The debt crises in the Euro-zone and the US are chiefly, in my opinion, a problem of pushing the "growth-at-all-costs" agenda. Back in the early 2000's, the US was just emerging from a tech bubble-created recession, and policy-makers had to do something. Americans were getting agitated at low growth and high-employment, and people needed to feel good again after their country was humiliated and its psyche utterly crushed in the 9/11 terrorist attacks. Naturally, the government followed classic Keynesian thinking - spend more to create growth! At the same time, the Federal Reserve wanted to encourage private spending by pursuing a rigorous regime of lowering interest rates and making available cheap credit not seen in decades.

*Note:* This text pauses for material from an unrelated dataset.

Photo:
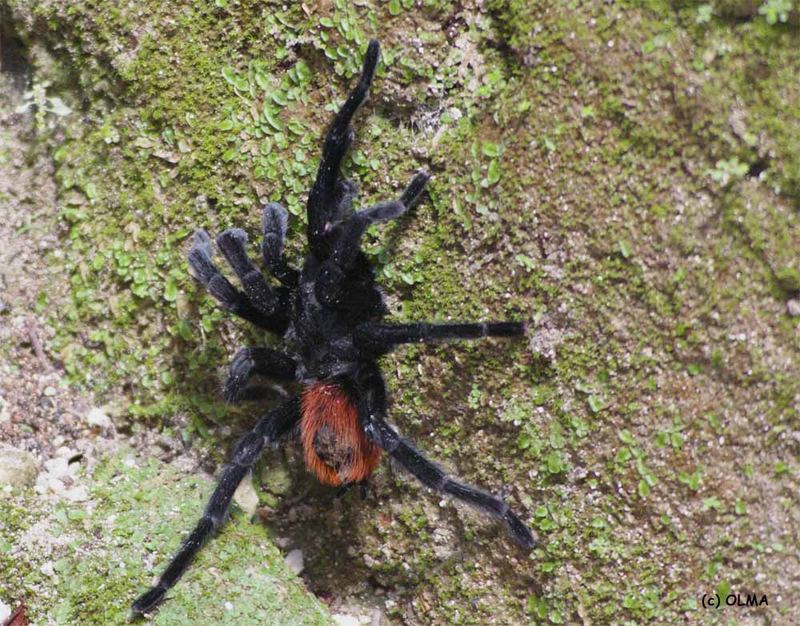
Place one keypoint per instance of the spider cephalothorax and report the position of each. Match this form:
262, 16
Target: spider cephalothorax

In the Euro-zone, policy-makers and businesses simply ignored the gross fiscal and monetary mismanagement and low productivity in the PIIGS (Portugal, Italy, Ireland, Greece, Spain) countries, and cashed in on the party of the century of booming property prices and construction, and other non-productive economic activities fuelled by cheap credit. Bankers in the UK, France and Germany took no notice, assuming that the market will eventually correct itself, and more importantly, their bonuses will keep on increasing with high credit and GDP growth.

Eventually, all this debt-induced growth will eat into private and public assets, and it is not wrong to think of this episode as cannibalising oneself to grow bigger. We must remember that high growth often always comes with high borrowing, and such unsustainable growth leads to misplaced confidence, or in other words, a bubble. After the bubble crashed following the Greek debt crisis and fiscal disarray in the US, people started to remember that nothing beats growth like that done though sheer hard work and living within ones' means.

The Malaysian government has just recently passed a "people-friendly" budget, yet another euphemism for more debt  and encouragement of cheap credit to pay for government expenditure. I certainly hope that all this induced growth in this country will not bankrupt us eventually.